Norway has a large amount of dialectal variation, as well as a general tolerance to its use in the public sphere. There are, however, few available resources to study this variation and its change over time and in more informal areas, e.g. on social media.
Nordial has already created a preliminary corpus of annotated tweets, which we are currently expanding. Furthermore, we are moving beyond classifying tweets, and have begun annotations for word-level dialect features, which should provide a much richer resource for predicting and analyzing dialectal traits used on social media.
Table of contents:
Norway has a large tolerance towards dialectal variation and, as such, one can find examples of dialectal use in many areas of the public sphere, including politics, news media, and social media.
At the same time, there are two official main writing systems, i.e., Bokmål and Nynorsk, which offer prescriptive rules for how to write the spoken variants. This leads to a situation where people who typically use their dialect when speaking often revert to one of the written standards when writing. However, despite there being only two official writing systems, there is considerable variation within each system, as the result of years of language policies.
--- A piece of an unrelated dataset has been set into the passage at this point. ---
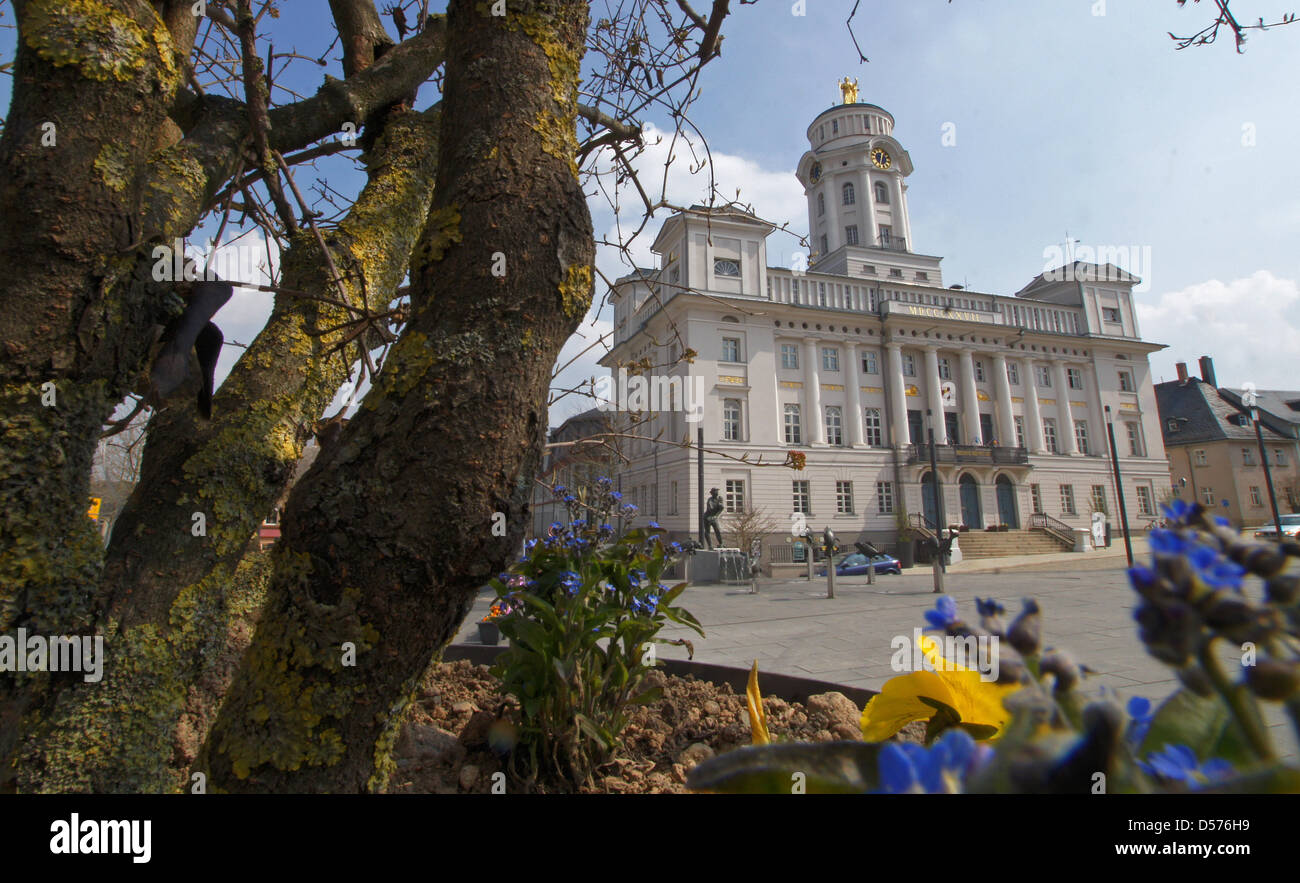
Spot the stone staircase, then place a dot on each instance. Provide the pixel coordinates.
(995, 544)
However, it is still natural that these standards have a regularizing effect on the written varieties of people who normally speak their dialect in most situations.
In NorDial, we are interested in knowing to what degree dialect users deviate from these established norms and use dialect traits when writing informal texts, e.g. on social media. This could also provide evidence of the vitality of certain dialectal traits.
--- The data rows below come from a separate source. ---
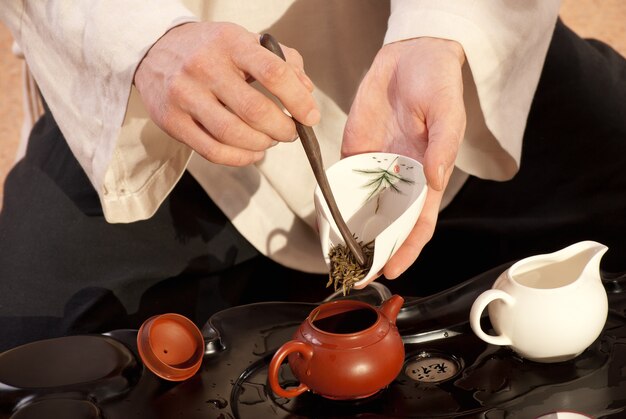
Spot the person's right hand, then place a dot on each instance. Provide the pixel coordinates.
(194, 82)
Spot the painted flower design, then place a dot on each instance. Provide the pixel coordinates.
(382, 179)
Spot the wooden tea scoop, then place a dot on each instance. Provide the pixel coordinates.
(313, 153)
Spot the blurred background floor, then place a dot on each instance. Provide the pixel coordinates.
(600, 19)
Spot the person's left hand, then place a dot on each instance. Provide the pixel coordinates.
(411, 103)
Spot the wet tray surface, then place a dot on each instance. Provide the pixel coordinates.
(448, 371)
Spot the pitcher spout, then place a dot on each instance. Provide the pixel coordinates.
(391, 307)
(594, 252)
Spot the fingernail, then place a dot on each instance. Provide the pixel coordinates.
(312, 117)
(441, 172)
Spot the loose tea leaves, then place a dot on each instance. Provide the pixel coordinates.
(345, 270)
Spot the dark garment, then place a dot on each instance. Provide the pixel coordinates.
(64, 270)
(571, 185)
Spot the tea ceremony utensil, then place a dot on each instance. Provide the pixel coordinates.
(312, 150)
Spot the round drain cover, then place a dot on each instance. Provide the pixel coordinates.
(432, 367)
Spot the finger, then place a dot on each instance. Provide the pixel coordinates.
(279, 78)
(226, 127)
(297, 63)
(254, 108)
(444, 139)
(195, 136)
(421, 234)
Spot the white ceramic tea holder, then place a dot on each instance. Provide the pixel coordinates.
(380, 196)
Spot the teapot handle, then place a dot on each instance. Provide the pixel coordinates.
(476, 312)
(305, 350)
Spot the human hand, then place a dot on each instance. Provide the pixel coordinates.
(411, 102)
(194, 84)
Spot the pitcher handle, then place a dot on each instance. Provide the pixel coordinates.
(305, 350)
(476, 312)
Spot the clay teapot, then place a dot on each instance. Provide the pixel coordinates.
(343, 350)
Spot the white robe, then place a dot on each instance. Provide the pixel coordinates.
(83, 56)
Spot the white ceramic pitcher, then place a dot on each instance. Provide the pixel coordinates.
(547, 308)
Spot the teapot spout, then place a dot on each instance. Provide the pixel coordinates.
(391, 307)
We therefore work in two directions simultaneously:
- We create datasets of dialectal use on social media which could be of use both to NLP practioners, as well as linguists interested in dialects and social media.
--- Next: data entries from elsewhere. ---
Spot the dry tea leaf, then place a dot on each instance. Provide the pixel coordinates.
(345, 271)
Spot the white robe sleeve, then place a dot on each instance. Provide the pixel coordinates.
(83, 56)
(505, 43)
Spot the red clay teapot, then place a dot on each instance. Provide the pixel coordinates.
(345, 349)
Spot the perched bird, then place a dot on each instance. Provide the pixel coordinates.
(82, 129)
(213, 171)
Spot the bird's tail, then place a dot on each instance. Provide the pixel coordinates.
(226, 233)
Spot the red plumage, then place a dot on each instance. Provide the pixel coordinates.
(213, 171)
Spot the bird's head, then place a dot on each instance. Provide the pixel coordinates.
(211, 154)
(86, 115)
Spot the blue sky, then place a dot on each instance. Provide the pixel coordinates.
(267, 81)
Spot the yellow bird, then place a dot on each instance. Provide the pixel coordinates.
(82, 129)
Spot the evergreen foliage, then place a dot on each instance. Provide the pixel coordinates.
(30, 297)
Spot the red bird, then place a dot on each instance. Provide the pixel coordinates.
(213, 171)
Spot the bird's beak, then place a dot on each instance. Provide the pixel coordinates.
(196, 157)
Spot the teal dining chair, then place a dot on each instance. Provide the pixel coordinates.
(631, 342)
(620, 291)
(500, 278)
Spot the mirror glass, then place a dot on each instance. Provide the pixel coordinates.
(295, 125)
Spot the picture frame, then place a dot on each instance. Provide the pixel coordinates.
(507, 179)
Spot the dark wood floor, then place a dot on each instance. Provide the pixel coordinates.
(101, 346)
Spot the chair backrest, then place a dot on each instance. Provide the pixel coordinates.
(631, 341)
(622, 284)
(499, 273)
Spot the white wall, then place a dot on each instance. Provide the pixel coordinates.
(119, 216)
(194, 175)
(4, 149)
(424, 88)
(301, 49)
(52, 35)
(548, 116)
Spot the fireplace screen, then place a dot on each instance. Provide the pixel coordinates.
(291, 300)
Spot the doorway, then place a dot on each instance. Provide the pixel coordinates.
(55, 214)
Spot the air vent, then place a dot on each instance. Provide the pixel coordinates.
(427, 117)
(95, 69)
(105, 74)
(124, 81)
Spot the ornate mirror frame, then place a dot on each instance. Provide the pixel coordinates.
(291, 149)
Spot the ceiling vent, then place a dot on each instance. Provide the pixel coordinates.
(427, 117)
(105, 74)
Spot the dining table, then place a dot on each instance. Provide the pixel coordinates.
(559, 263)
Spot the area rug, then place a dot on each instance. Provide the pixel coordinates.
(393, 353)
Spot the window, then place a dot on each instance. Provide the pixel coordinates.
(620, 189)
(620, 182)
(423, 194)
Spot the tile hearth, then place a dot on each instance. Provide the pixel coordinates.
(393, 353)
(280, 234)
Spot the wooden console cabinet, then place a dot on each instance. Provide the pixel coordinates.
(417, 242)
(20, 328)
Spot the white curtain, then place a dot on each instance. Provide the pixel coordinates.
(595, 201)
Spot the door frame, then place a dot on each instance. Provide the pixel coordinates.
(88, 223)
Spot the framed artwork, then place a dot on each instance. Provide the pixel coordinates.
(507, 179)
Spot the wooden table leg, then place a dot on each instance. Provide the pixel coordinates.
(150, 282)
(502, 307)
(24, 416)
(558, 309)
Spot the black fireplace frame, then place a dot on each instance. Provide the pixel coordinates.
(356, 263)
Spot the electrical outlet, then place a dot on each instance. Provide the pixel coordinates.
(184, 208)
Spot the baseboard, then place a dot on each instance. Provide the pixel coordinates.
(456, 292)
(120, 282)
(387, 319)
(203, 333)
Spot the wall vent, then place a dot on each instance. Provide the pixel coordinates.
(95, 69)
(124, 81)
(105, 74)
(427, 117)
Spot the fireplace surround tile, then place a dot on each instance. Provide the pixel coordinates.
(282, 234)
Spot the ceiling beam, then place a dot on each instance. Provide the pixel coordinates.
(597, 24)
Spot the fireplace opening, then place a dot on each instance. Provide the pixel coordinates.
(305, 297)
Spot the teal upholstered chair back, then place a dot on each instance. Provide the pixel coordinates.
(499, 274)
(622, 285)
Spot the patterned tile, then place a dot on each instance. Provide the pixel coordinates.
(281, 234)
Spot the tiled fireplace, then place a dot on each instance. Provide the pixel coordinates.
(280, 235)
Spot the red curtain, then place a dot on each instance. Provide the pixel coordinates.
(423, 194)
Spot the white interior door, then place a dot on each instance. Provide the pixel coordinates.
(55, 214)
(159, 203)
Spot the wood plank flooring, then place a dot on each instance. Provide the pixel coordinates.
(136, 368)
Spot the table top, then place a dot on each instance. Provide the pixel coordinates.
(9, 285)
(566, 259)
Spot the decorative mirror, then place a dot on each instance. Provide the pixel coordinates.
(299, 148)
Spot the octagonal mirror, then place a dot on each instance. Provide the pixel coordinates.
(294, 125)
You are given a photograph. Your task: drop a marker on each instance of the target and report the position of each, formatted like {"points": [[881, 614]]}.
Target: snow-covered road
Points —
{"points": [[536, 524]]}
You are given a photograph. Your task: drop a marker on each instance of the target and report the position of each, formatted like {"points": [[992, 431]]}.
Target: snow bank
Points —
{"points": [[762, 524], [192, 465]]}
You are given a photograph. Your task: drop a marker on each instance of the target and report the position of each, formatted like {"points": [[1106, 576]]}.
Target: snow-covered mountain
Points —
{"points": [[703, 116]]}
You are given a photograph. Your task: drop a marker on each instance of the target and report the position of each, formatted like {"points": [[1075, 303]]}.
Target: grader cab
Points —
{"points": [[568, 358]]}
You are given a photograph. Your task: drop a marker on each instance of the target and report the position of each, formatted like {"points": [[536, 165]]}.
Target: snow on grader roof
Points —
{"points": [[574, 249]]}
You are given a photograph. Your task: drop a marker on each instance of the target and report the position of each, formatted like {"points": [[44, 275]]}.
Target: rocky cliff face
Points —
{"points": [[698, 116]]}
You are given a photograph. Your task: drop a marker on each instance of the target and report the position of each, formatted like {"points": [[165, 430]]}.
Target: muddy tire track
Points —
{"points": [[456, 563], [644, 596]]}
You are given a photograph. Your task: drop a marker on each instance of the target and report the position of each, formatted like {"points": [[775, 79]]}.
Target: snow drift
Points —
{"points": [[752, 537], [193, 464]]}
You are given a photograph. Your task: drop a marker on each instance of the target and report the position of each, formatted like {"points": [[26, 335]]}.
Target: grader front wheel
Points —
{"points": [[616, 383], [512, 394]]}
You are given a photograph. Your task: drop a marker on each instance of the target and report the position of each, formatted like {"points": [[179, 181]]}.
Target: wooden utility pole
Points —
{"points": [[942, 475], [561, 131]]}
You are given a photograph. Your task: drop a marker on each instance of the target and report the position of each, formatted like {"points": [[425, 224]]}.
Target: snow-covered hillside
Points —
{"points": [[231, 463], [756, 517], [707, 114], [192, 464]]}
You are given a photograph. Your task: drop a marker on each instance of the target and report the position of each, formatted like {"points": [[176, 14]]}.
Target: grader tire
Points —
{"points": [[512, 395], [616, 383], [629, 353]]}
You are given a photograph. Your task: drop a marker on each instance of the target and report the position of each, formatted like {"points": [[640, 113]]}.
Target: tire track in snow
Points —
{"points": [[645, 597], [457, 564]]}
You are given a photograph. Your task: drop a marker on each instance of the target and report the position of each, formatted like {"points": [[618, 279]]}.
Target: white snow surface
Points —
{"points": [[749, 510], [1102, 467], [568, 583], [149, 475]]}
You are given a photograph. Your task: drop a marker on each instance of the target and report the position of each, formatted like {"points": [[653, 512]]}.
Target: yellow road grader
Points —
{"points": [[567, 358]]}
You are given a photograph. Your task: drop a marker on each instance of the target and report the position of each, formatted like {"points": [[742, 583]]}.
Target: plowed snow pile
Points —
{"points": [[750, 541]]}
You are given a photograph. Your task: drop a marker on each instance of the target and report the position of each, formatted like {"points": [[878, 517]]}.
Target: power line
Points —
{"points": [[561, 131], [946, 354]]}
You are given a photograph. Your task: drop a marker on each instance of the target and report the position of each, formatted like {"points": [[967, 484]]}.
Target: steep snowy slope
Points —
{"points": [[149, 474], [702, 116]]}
- We develop state-of-the-art NLP models to detect these tweets automatically, as well as the linguistic features of dialectal tweets.
Finally, we will open source both the data and the models with the hope that they will benefit further research into this intriguing field of research.
This subrepository contains the data and models described in following paper: NorDial: A Preliminary Corpus of Written Norwegian Dialect Use. Specifically it contains Norwegian tweets labeled as Bokmål, Nynorsk, Dialectal, or Mixed (see paper and further documents in the subrepo for details).
- Corresponding organizers
- Annotators
- Alexandra Wittemann
- Marie Emerentze Fleisje
- Erik Holten
The data is distributed under a Creative Commons Attribution-NonCommercial licence (CC BY-NC 4.0), access the full license text here: https://creativecommons.org/licenses/by-nc/4.0/
The licence is motivated by the need to block the possibility of third parties redistributing the orignal reviews for commercial purposes. Note that machine learned models, extracted lexicons, embeddings, and similar resources that are created on the basis of the corpus are not considered to contain the original data and so can be freely used also for commercial purposes despite the non-commercial condition.